Le dilemme des Bosniens et des Serbes
Les matchs de la sélection croate provoquent régulièrement des bouffées de nationalisme en Bosnie-Herzégovine voisine, pays qui compte une communauté croate représentant près de 17 % de la population totale. Quand les deux États sont qualifiés dans des compétitions internationales, les Croates de Bosnie soutiennent l’équipe de leur “mère-patrie”, mais cette année, les “Dragons” ont été éliminés dès la phase de qualification, plongeant les supporters bosniens dans un terrible dilemme. Rappelant, au lendemain de l’élimination de l’Angleterre, que bon nombre de joueurs croates sont originaires de Bosnie-Herzégovine, le journaliste bosnien Ahmed Buric écrivait que “trois quarts des habitants de Sarajevo soutiennent la Croatie”, mais “une Croatie telle qu’elle devrait être, pas la Croatie du nationalisme”

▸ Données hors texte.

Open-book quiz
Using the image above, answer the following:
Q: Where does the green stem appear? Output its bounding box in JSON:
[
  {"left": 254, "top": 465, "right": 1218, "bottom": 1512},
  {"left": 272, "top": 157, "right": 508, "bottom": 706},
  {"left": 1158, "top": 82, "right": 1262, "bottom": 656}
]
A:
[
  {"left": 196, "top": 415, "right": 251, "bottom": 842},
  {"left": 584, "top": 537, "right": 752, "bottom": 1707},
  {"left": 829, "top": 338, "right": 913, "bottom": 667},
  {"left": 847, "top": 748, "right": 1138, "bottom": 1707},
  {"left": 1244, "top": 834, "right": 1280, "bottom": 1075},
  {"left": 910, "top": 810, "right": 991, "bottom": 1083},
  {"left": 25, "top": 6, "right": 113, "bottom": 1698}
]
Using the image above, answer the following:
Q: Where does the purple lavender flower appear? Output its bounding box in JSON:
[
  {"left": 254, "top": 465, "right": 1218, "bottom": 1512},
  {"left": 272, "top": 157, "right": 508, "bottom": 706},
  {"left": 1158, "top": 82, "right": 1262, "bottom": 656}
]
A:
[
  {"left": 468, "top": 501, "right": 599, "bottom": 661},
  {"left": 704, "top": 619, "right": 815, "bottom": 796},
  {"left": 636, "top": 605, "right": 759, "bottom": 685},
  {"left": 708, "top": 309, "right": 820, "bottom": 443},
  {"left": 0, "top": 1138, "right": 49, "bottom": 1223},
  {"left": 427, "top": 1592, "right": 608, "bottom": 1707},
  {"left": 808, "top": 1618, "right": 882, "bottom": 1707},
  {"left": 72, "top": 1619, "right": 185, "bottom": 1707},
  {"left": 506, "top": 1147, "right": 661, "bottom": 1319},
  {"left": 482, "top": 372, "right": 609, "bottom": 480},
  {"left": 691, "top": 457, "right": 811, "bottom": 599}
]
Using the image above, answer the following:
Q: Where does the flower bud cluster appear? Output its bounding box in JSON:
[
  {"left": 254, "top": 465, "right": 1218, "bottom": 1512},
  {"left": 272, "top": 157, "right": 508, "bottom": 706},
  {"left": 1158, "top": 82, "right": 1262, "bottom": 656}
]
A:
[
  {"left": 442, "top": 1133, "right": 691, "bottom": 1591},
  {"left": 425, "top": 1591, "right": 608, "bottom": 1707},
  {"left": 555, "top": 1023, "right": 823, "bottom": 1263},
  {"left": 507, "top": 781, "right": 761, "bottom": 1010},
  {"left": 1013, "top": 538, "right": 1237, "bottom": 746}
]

Le choix n’est pas plus simple pour les Serbes de Croatie, qui ne représentent plus que 4 % de la population totale du pays, contre 12 % avant la guerre. “C’est normal de soutenir l’équipe du pays dans lequel on vit, mais je ne peux pas partager l’enthousiasme des supporters tant que ceux-ci s’identifient aux symboles oustachis et cultivent l’animosité contre nous”, expliquait ainsi Tatiana, une jeune Serbe de la petite ville d’Obrovac, interrogée par le site croate de gauche T-portal.
Le quart de finale Croatie-Russie a bien sûr provoqué de violentes confrontations géopolitiques dans des Balkans toujours déchirés. Alors que le tennisman serbe Novak Djokovic apportait son soutien à l’équipe croate, il a aussitôt été accusé de “trahison” par certains commentateurs de Belgrade. Le député Vladimir Dukanovic, membre du Parti progressiste serbe (SNS) au pouvoir, expliquait même que “tout Serbe qui soutient la Croatie contre la Russie est un crétin et un psychopathe”. Ce positionnement radical est loin de faire l’unanimité. Si le nationalisme croate passe mal dans les autres républiques de l’ancienne Yougoslavie, les Croates continuent malgré tout d’être perçus comme “d’anciens compatriotes”, des “gars (presque) du pays”. “J’ai soutenu la Serbie, bien sûr, mais puisque les Croates sont les seuls à être rester en jeu, c’est eux que je soutiens”, explique ainsi un chauffeur de taxi de Skopje, en Macédoine. Comme l’Eurovision, où les pays des Balkans votent en bloc pour leurs voisins respectifs, le football réveille des logiques affectives qui sont loin de correspondre aux clivages de la géopolitique.